Lord God, make my actions more into your image of true worship. Help me to live authentically. Amen.
58Shout out, do not hold back!
Lift up your voice like a trumpet!
Announce to my people their rebellion,
to the house of Jacob their sins.
2 Yet day after day they seek me
and delight to know my ways,
as if they were a nation that practised righteousness
and did not forsake the ordinance of their God;
they ask of me righteous judgements,
they delight to draw near to God.
3 ‘Why do we fast, but you do not see?
Why humble ourselves, but you do not notice?’
Look, you serve your own interest on your fast-day,
and oppress all your workers.
4 Look, you fast only to quarrel and to fight
and to strike with a wicked fist.
Such fasting as you do today
will not make your voice heard on high.
5 Is such the fast that I choose,
a day to humble oneself?
Is it to bow down the head like a bulrush,
and to lie in sackcloth and ashes?
Will you call this a fast,
a day acceptable to the Lord?
6 Is not this the fast that I choose:
to loose the bonds of injustice,
to undo the thongs of the yoke,
to let the oppressed go free,
and to break every yoke?
7 Is it not to share your bread with the hungry,
and bring the homeless poor into your house;
when you see the naked, to cover them,
and not to hide yourself from your own kin?
8 Then your light shall break forth like the dawn,
and your healing shall spring up quickly;
your vindicator shall go before you,
the glory of the Lord shall be your rearguard.
9 Then you shall call, and the Lord will answer;
you shall cry for help, and he will say, Here I am.

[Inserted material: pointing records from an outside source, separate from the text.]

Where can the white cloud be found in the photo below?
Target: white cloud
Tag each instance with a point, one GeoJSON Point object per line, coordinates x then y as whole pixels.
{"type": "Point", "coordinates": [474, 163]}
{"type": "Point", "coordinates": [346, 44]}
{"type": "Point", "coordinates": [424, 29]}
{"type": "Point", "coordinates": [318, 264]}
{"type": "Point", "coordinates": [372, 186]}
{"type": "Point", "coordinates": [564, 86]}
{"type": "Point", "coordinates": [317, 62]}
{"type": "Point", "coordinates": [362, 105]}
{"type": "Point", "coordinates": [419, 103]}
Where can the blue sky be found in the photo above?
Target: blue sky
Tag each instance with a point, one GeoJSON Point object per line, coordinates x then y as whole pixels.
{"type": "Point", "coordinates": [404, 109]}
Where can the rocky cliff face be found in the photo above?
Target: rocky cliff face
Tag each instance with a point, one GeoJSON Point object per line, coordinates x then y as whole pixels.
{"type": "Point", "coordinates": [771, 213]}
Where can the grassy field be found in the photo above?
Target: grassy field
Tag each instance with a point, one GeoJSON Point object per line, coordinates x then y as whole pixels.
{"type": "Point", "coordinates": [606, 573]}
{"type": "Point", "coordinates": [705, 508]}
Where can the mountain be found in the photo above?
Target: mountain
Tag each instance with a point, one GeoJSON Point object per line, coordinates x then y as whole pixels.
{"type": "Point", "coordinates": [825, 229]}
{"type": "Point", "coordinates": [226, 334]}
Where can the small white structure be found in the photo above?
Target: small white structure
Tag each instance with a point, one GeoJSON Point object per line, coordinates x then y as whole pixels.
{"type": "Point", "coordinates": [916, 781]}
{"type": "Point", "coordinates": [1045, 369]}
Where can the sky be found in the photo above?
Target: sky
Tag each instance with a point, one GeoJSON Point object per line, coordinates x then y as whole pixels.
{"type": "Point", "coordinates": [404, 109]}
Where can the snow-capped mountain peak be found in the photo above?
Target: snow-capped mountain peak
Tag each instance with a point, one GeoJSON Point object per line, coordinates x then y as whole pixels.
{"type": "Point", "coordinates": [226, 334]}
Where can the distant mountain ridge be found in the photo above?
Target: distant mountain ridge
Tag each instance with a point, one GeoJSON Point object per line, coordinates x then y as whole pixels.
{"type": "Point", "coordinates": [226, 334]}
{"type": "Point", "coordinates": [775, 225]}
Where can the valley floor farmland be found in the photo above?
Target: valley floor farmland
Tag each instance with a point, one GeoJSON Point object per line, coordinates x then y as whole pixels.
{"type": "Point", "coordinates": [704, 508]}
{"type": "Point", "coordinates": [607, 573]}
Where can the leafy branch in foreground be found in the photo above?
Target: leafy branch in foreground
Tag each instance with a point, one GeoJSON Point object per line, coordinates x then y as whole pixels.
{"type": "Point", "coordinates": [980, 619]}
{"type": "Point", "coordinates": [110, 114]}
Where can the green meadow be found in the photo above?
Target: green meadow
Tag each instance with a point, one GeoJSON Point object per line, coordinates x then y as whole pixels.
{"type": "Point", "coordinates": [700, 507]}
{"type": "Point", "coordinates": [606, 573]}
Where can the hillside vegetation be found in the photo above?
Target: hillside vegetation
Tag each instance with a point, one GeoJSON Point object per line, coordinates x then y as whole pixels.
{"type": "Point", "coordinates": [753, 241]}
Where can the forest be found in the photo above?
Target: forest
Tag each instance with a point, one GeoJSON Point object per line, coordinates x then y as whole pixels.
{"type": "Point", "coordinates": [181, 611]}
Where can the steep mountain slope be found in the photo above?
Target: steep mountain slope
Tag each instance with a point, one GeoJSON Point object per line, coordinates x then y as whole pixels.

If you remove the yoke from among you,
the pointing of the finger, the speaking of evil,
10 if you offer your food to the hungry
and satisfy the needs of the afflicted,
then your light shall rise in the darkness
and your gloom be like the noonday.
11 The Lord will guide you continually,
and satisfy your needs in parched places,
and make your bones strong;
and you shall be like a watered garden,
like a spring of water,
whose waters never fail.
12 Your ancient ruins shall be rebuilt;
you shall raise up the foundations of many generations;
you shall be called the repairer of the breach,
the restorer of streets to live in.
13 If you refrain from trampling the sabbath,
from pursuing your own interests on my holy day;
if you call the sabbath a delight
and the holy day of the Lord honourable;
if you honour it, not going your own ways,
serving your own interests, or pursuing your own affairs;
14 then you shall take delight in the Lord,
and I will make you ride upon the heights of the earth;
I will feed you with the heritage of your ancestor Jacob,
for the mouth of the Lord has spoken.